Sunday, December 18, 2011

7 Surprise Twists I’d Rather Live Without

7 Surprise Twists I’d Rather Live Without [or The Airing of Grievances, Literary Style]
Rebecca Joines Schinsky , posted on December 14, 2011 in Humor, Opinion

Dear Elizabeth Kostova: this would have been a better reveal.
A truly surprising surprise twist—the kind that makes you gasp or clutch your pearls or reexamine everything you thought you knew about a book—is a thing of beauty, especially when you’re the kind of reader for whom suspending disbelief doesn’t come so naturally. (Who’s with me?)

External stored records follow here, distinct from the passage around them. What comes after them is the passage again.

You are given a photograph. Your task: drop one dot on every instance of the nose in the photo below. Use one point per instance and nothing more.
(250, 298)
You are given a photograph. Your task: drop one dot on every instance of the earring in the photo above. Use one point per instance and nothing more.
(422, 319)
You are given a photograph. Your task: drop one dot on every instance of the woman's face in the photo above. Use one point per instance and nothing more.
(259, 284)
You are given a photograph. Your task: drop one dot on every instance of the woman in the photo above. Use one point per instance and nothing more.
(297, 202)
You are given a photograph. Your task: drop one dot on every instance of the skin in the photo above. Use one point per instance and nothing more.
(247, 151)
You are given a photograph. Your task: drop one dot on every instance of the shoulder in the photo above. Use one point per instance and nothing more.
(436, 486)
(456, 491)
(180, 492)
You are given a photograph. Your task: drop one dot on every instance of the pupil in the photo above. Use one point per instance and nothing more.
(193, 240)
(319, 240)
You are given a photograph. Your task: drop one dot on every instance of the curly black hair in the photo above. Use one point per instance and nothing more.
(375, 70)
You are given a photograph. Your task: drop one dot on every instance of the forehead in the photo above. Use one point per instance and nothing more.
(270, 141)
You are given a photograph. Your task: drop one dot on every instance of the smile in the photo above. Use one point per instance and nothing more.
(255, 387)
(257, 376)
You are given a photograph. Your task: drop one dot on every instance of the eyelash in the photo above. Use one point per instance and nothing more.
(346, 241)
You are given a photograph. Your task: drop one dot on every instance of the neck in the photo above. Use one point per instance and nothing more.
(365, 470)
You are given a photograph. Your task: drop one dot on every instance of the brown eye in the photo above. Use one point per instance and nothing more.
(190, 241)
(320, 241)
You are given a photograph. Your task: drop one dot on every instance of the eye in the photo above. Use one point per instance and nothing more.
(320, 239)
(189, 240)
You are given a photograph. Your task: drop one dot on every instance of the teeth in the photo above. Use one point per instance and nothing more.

When it works, I can love it, but in general, I am not a fan of the surprise twist, be it a reversal at the ending or a mid-plot change-up. It often seems lazy, a “give ‘em the old razzle-dazzle” approach to distracting readers from a lack of substance, and when done poorly, it can ruin a book for me. And let’s be honest, there are some surprise twist conceits so played out and/or impossible to pull off that no writer should use them again, ever. I propose we start with these. Be warned: I’m spoiling the surprises in half a dozen books here.

1. The Parent Switcheroo – This one boils down to: if I have to read one more story in which it turns out that the sister/aunt/close-family-friend is actually the main character’s mother, I’m going to flip a biscuit. That’s Southern for “rethink that whole ‘book burning is bad’ policy.”

2. The “Dracula lives!”–Oh, Elizabeth Kostova. I wanted to love The Historian. Really, I did. It has the story-within-a-story thing that happens to be one of my personal literary kryptonites AND an epistolary structure that pressed a bunch of my happy buttons. Aside from the fact that it was a couple hundred pages too long, it was a good idea. But then it turns out that not only is Dracula really still alive, he’s also ridiculously easy to kill? I was born at night, but not last night.

3. The “They were lovers!”—Favored by soap operas the world over, this surprise inevitably cheapens a story. I’ve encountered it several times, but Naseem Rakha’s The Crying Tree, which had a lot going for it at the start, is the most recent offender I’ve found. It’s about a couple whose son was killed several years prior, and the mother reaches out to her son’s convicted killer as his execution date approaches. They forge a relationship that teaches them both about healing and forgiveness, and Rakha manages to address questions about the morality of capital punishment without being preachy. No easy feat, that.

The book is a little heavy handed but generally quite fine, and THEN! Then it goes off the rails when we find out that the killer was actually the son’s lover and (double surprise!) the son was secretly gay. This particular use of the “They Were Lovers!” twist is even more egregious because Rakha telegraphs it at least a hundred pages before it is revealed. And I don’t think I only picked up on that because I paid a lot of attention to the lessons about foreshadowing in high school. It was so completely unnecessary and maddening that it’s now the only thing I really recall about this book, and that’s too bad, mmkay.